The CAA doesn’t change this character of the Citizenship Act. It only seeks to fast-track this process for the persecuted minorities as a one-time special measure. Instead of waiting for 12 years under the normal rules, this amendment offers them citizenship in five years. The propaganda that Muslims of India will be removed from citizenship is baseless. There is no provision in the Act for the termination or deprivation of citizenship of any Indian citizen, except that they can voluntarily renounce the same.

This amendment is also not an open-ended invitation to the minorities in the neighbourhood. Only those refugees who moved to India before 2014 can avail this opportunity. It essentially helps those who were victims of violent communal politics in these countries in the last century. Rise in awareness about minority rights and improved political situation in countries like Bangladesh did reduce this phenomenon although it did not eliminate it.

It is not unusual for countries to offer special provisions to select groups occasionally. For example, the Vietnam War had left a large number of Vietnamese as refugees. Gerald Ford was the US President at that time. Several airlifts were organised to bring Vietnamese refugees and asylum-seekers to the US. About 120,000 were relocated. “To ignore the refugees in their hour of need would be to repudiate the values we cherish as a nation of immigrants, and I was not about to let Congress do that”, Ford had declared.

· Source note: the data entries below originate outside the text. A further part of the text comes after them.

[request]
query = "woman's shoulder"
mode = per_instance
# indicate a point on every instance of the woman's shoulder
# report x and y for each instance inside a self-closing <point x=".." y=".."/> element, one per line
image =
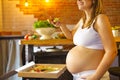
<point x="101" y="17"/>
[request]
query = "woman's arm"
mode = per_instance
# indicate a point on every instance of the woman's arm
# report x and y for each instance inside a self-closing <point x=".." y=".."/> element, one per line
<point x="103" y="27"/>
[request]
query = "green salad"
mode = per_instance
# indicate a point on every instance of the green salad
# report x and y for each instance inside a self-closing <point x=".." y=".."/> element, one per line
<point x="43" y="24"/>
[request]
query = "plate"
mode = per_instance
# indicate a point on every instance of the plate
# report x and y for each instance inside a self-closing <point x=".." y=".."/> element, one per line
<point x="57" y="70"/>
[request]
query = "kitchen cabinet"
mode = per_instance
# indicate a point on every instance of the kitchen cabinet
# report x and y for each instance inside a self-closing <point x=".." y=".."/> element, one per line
<point x="47" y="57"/>
<point x="29" y="44"/>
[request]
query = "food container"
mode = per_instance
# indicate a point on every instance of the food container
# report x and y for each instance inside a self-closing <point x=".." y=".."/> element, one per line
<point x="47" y="71"/>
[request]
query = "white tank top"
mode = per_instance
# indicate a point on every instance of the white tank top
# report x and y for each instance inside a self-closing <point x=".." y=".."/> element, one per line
<point x="87" y="37"/>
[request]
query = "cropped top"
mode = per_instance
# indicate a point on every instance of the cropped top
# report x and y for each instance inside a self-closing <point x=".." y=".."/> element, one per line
<point x="87" y="37"/>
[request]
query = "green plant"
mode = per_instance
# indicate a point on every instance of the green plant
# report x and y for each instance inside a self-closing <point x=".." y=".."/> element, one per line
<point x="43" y="24"/>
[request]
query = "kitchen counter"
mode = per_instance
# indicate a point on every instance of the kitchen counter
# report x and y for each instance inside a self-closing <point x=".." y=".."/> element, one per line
<point x="10" y="35"/>
<point x="53" y="42"/>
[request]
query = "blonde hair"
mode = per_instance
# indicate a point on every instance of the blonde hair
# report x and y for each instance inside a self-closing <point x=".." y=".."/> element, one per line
<point x="98" y="9"/>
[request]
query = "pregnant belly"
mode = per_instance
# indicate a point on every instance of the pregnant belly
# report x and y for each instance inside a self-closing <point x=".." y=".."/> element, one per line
<point x="80" y="59"/>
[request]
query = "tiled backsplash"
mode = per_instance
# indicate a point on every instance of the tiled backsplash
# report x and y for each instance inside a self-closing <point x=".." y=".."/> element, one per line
<point x="20" y="18"/>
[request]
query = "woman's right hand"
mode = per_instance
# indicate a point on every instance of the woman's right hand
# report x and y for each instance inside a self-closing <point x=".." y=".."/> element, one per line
<point x="55" y="22"/>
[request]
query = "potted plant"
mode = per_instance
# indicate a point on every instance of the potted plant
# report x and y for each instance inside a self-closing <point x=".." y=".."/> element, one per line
<point x="44" y="28"/>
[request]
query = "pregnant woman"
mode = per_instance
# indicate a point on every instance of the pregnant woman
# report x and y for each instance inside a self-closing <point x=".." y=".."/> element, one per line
<point x="95" y="47"/>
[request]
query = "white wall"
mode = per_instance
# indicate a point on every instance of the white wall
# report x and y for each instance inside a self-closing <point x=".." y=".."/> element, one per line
<point x="14" y="19"/>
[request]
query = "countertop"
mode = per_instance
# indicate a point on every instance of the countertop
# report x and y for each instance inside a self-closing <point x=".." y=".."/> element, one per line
<point x="11" y="35"/>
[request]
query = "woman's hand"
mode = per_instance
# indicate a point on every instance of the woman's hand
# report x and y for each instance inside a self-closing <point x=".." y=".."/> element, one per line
<point x="55" y="22"/>
<point x="89" y="77"/>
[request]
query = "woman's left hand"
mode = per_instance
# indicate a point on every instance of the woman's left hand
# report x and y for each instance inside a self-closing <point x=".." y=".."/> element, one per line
<point x="89" y="77"/>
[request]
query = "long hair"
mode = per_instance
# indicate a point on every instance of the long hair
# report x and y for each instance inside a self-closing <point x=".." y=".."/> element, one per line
<point x="98" y="9"/>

Similarly, the crisis in Laos after the Vietnam War had left thousands of Hmar tribes as refugees in Thailand. Thousands of such stateless Vietnamese and Hmar refugees were granted a one-time citizenship offer by the US administration in 2004.

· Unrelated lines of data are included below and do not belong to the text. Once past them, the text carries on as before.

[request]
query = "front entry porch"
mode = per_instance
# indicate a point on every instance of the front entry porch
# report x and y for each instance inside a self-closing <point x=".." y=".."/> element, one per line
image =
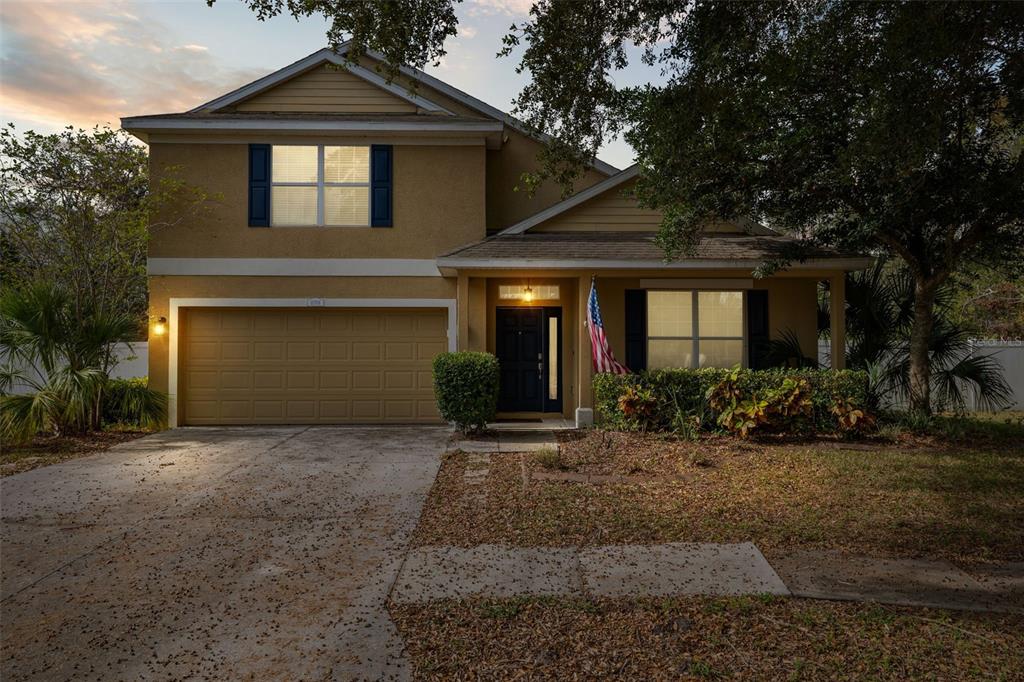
<point x="535" y="323"/>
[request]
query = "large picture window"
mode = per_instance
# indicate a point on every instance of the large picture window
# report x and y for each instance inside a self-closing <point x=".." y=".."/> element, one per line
<point x="320" y="185"/>
<point x="692" y="329"/>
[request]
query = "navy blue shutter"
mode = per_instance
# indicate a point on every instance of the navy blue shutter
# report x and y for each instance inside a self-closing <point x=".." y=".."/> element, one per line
<point x="757" y="329"/>
<point x="259" y="185"/>
<point x="636" y="329"/>
<point x="380" y="185"/>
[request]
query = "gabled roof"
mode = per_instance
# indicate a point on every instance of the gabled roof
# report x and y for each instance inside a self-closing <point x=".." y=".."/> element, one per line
<point x="327" y="55"/>
<point x="481" y="107"/>
<point x="310" y="61"/>
<point x="583" y="197"/>
<point x="574" y="200"/>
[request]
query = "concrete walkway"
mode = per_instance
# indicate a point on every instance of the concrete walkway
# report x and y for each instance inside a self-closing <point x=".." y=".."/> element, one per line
<point x="250" y="553"/>
<point x="502" y="440"/>
<point x="689" y="568"/>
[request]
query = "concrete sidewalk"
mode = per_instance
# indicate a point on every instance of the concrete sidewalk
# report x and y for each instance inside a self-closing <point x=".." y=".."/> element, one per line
<point x="690" y="568"/>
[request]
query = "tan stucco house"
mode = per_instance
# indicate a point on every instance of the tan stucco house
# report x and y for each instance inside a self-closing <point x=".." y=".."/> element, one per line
<point x="361" y="226"/>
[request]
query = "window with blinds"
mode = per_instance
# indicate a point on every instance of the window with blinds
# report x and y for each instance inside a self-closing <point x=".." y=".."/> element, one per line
<point x="320" y="185"/>
<point x="691" y="329"/>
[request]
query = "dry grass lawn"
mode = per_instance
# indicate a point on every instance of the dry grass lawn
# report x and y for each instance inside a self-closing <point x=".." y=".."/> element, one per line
<point x="925" y="498"/>
<point x="704" y="638"/>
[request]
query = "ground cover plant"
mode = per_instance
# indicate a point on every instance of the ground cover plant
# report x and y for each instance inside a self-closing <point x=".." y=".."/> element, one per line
<point x="956" y="496"/>
<point x="46" y="450"/>
<point x="737" y="400"/>
<point x="705" y="638"/>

For various reasons, the framing of rules for the implementation of the historic CAA amendment took more than four years. The eruption of a movement, followed by the disruption caused by the Covid pandemic must have caused this delay. Initially, the challenge of determining persecution for refugee status became a subject of discussion. It was proposed that the refugees must be asked to provide proof of their persecution, an obvious impossibility for a majority of them, who happen to be from marginalised and depressed classes. The final gazette notification relaxed this significantly by not insisting on the proof of persecution but seeking evidence of citizenship of one of these countries. Similarly, rules have been eased with respect to the proof of stay in India for more than five years. Over 20 different types of documents have been allowed as evidence of stay.

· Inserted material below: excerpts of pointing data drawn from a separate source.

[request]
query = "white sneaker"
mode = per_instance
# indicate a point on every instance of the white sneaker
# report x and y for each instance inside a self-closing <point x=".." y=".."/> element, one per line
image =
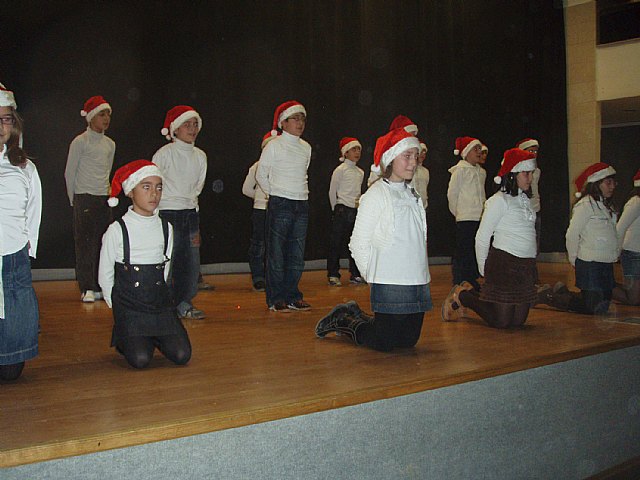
<point x="88" y="297"/>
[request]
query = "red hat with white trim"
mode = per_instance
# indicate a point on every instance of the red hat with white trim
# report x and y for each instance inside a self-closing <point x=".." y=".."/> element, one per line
<point x="7" y="99"/>
<point x="176" y="117"/>
<point x="346" y="144"/>
<point x="391" y="145"/>
<point x="593" y="173"/>
<point x="516" y="160"/>
<point x="93" y="106"/>
<point x="464" y="145"/>
<point x="402" y="121"/>
<point x="128" y="176"/>
<point x="284" y="111"/>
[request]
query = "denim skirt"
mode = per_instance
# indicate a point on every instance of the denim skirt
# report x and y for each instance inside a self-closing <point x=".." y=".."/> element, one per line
<point x="19" y="323"/>
<point x="630" y="261"/>
<point x="400" y="298"/>
<point x="594" y="276"/>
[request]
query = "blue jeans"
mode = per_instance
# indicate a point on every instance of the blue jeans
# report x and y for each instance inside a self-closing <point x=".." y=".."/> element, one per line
<point x="185" y="263"/>
<point x="256" y="246"/>
<point x="287" y="220"/>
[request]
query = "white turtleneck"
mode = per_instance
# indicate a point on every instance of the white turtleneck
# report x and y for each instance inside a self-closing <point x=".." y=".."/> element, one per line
<point x="89" y="164"/>
<point x="511" y="222"/>
<point x="146" y="243"/>
<point x="282" y="168"/>
<point x="184" y="167"/>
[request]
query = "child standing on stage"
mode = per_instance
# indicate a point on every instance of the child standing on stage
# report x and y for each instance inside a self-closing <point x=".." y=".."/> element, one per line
<point x="21" y="195"/>
<point x="135" y="261"/>
<point x="87" y="177"/>
<point x="251" y="189"/>
<point x="344" y="196"/>
<point x="184" y="168"/>
<point x="508" y="263"/>
<point x="592" y="245"/>
<point x="389" y="245"/>
<point x="466" y="197"/>
<point x="629" y="236"/>
<point x="282" y="174"/>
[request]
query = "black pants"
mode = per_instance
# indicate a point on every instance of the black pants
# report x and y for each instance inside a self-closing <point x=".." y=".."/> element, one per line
<point x="342" y="222"/>
<point x="91" y="217"/>
<point x="391" y="330"/>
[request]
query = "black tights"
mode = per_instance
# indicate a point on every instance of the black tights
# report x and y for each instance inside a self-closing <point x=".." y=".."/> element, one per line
<point x="11" y="372"/>
<point x="391" y="330"/>
<point x="139" y="350"/>
<point x="497" y="315"/>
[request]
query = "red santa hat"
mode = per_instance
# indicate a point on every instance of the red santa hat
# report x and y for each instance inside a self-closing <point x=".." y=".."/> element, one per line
<point x="402" y="121"/>
<point x="593" y="173"/>
<point x="93" y="106"/>
<point x="7" y="99"/>
<point x="464" y="145"/>
<point x="128" y="176"/>
<point x="527" y="143"/>
<point x="346" y="144"/>
<point x="176" y="117"/>
<point x="391" y="145"/>
<point x="284" y="111"/>
<point x="516" y="160"/>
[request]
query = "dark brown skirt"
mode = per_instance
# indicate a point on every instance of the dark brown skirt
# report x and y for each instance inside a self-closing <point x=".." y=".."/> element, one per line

With the promulgation of the CAA rules, the government has fulfilled a promise it made decades ago. Yet, there is a process involved in submitting applications online together with a few valid documents. The endorsement of one Indian citizen is also required in support of each application. The success of this effort will require NGOs and concerned citizens to come forward to help the refugees navigate this process.